江戸では、慶喜は上野へ自主謹慎。勝海舟は、西郷隆盛との間で、江戸無血開城を成功させる。一方で、奥羽列藩同盟が結成されて新政府軍は抵抗に遭う。最終的に会津落城、そして列藩同盟の解体、ついには函館五稜郭の戦いで戊辰戦争は終わる。

この一連の内戦。かずかずのエピソードを、この本は紹介している。教科書なんかでは、さもスマートに達成されたかのようにみえる明治維新。本書に書かれていることは、一部にすぎない。実際は、書名が表しているように、「めちゃくちゃ」であったのであろう。

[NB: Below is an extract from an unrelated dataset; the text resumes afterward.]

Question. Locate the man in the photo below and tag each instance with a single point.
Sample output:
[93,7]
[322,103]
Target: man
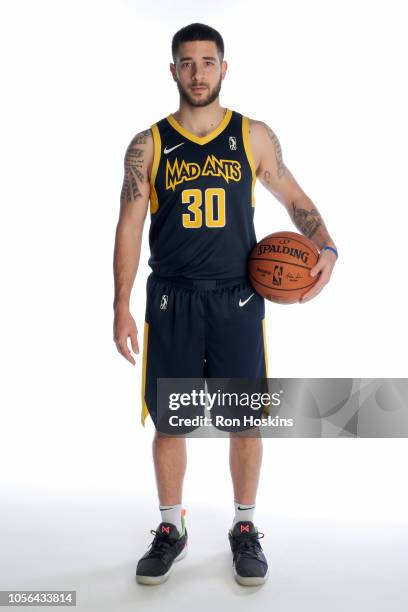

多少の外国の干渉はあったにしろ、よくあの時代に「内戦」で終わらせることができたと思う。そして京都から江戸、そして北陸・東北を巻き込んだ悲劇を、当時の人たちはどう乗り越えてきたのであろうか。

明治は若くて楽観的。司馬遼太郎氏の著作を読んでいると、そんな感じもする。しかし、私にはツライことを飲み下せるほど、まだ大人にはなれていないのかもしれない。もう40にもなろうというのに。